Stanford University professor delivers lecture for Huntsman School students
As part of an event co-sponsored by the Jon M. Huntsman School of Business and the Center for Growth and Opportunity, John Taylor, economics professor at Stanford University, spoke Tuesday on the future of economic policy in the United States.
Taylor, Stanford economics professor and senior fellow in economics at the Hoover Institution, rejected The Economist’s interpretation of the US economy in their July 19, 2014 story, “America’s lost oomph,” in which the cover depicts an American jockey on top of a turtle. Rather, Taylor said, the economy could be likened to a caged eagle, and policy reform could cut open the cage for us to see better growth.
Taylor broke down policy reform into four categories: tax reform, regulatory inform, monetary reform and budget reform.
The Tax Cuts and Jobs Act, signed by President Trump in 2017, cut the corporate tax rate from 35 to 21 percent, which Taylor said would reduce the cost of capital, in turn raising investment, productivity, wages and economic growth.
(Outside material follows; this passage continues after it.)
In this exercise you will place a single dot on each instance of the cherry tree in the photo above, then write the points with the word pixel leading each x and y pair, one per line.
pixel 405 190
Generally, academic economists are split on the act, with no established consensus on how the plan would affect the GDP.
As far as regulation and trade go, Taylor said change in the form of executive orders, appointments and legislation have aided in growth, but that more legislation is needed, such as a proposed fourteenth chapter in the Financial Institution Bankruptcy Act outlined in Taylor’s 2017 testimony on the act.
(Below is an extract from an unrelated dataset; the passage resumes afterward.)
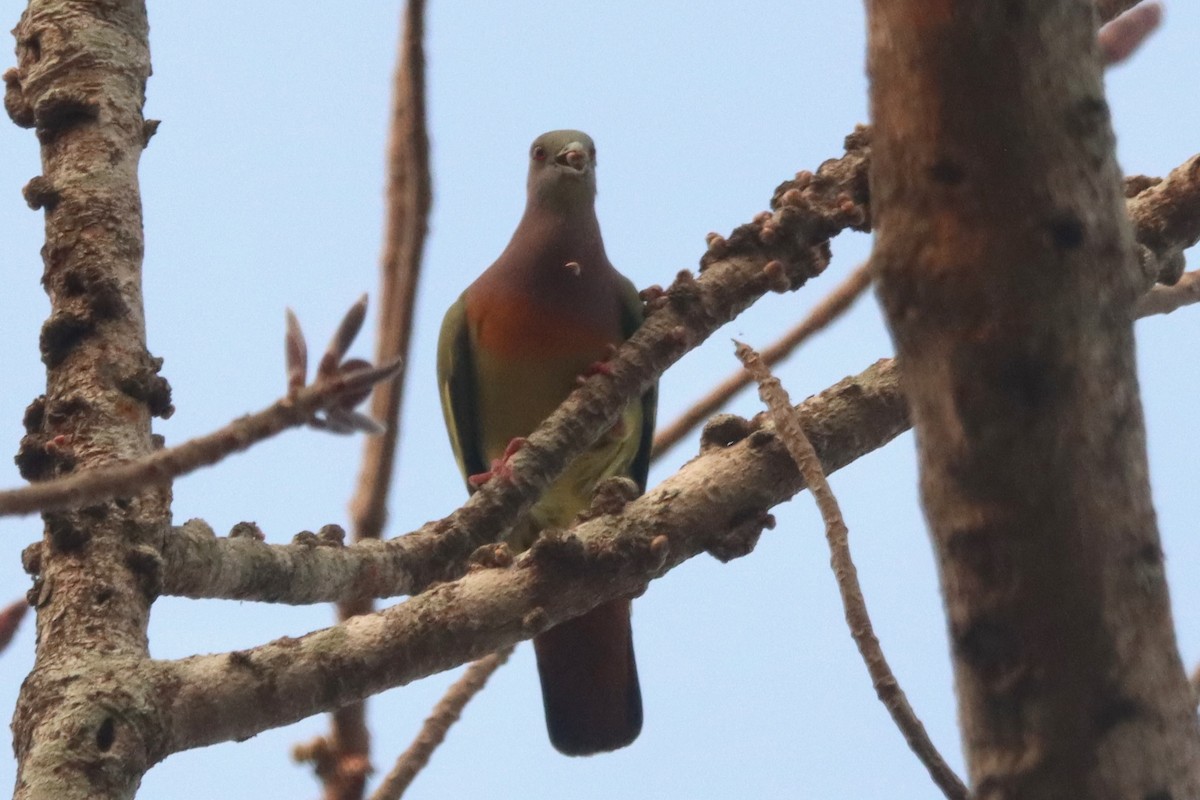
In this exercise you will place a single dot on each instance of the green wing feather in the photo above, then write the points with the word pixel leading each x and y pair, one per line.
pixel 630 320
pixel 456 386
Taylor emphasized the value of developing like-minded allies such as Canada or Mexico and creating specific goals, like reducing tariffs and restrictions of foreign investment in China.
“Going for ‘zero for zero’ is why we’ve been successful in moving toward free trade over time,” Taylor said.
Megan Hansen, the research director for the Center for Growth and Opportunity, asked Taylor about how immigration and immigration policy may affect the economy. The center is currently conducting research on crime rates among immigrants.
“Immigration is important for our country and it always has been,” Taylor said. “I don’t think of that as a reason for monetary policy or fiscal policy to change.”
In monetary policy, Taylor suggested that while the federal reserve has begun to “get back on track,” the United States still needs a budget that will get back on track as well.
“If the question is why the deficit is so big and growing,” Taylor said, “The problem is spending, and we need to come to grips with that.”